Des vers pour l'appartement

Giulia Bernardi  • 03.05.2018

Chaque année, plus de 500’000 tonnes de déchets biogènes atterrissent dans les ordures ménagères dans toute la Suisse. Environ un tiers pourrait être composté à peu de frais. Voilà la vision de WormUp: cette start-up zurichoise a développé un système de compostage pour chez soi, dans lequel des vers décomposent les déchets bio.

Les fondateurs Dennis Froesch et Nikolai Räber ont été inspirés par le film documentaire «No Impact Man» (2009), qu’ils avaient vu en 2013 dans le cadre d’une semaine de projet à la HSG. Le film montre le New-yorkais Colin Beavan s’efforcer pendant toute une année de ne générer aucun déchet et de ne pas consommer d’énergie. Ainsi, il renonce à la voiture, à l’ascenseur et au coca-cola en canette, et composte ses déchets bio à l’aide de vers de terre.
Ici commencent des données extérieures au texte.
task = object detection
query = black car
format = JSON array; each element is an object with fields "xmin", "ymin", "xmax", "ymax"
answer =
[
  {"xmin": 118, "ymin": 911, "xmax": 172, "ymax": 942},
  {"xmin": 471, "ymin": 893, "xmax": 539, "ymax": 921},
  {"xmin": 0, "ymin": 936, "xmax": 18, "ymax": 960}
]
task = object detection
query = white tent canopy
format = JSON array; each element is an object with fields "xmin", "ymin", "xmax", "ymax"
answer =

Nikolai et Dennis en ont convenu: il est sans doute difficile de vivre tout à fait comme Colin Beavan,  mais il devrait être possible dans chaque ménage de composter ses propres déchets bio au lieu de les jeter aux ordures. C’est à ce moment-là qu’est née WormUp. Conjointement avec le dessinateur industriel Luiz Schumacher et l’ingénieur en environnement Erich Fässler – qui avait déjà testé le composteur à vers sur son balcon –, les deux garçons ont ébauché le produit ‹WormUp HOME›. Un système de recyclage complet en argile cuite, composé de trois étages, d’un élément de fond et d’un couvercle. Grâce à son format économisant de la place (hauteur: 35 cm, diamètre: 40 cm), il convient en particulier pour les appartements urbains.

Et voici comment il fonctionne: ‹WormUp HOME› se remplit de bas en haut. Nouvellement mis en service, 500 grammes de vers de terre – ce qui représente environ 1000 exemplaires – et 2 kilogrammes de substrat enrichi de microorganismes sont placés dans l’élément de sol. Les déchets bio y sont déposés. Les microorganismes décomposent les déchets, les vers l’aspirent et le transforment en terre riche en nutriments. Dès que les déchets ont été entièrement décomposés, un grillage peut être inséré et muni de nouveaux déchets de préparation. Grâce au grillage, les vers peuvent se déplacer vers le haut et vers le bas, entre les étages. Le compost peut être récolté tous les deux à quatre mois. L’élément vidé sera replacé à nouveau sur le dessus et le processus recommence.

Structure des récipients en argile WormUp. Les éléments individuels peuvent être facilement empilés et remplacés.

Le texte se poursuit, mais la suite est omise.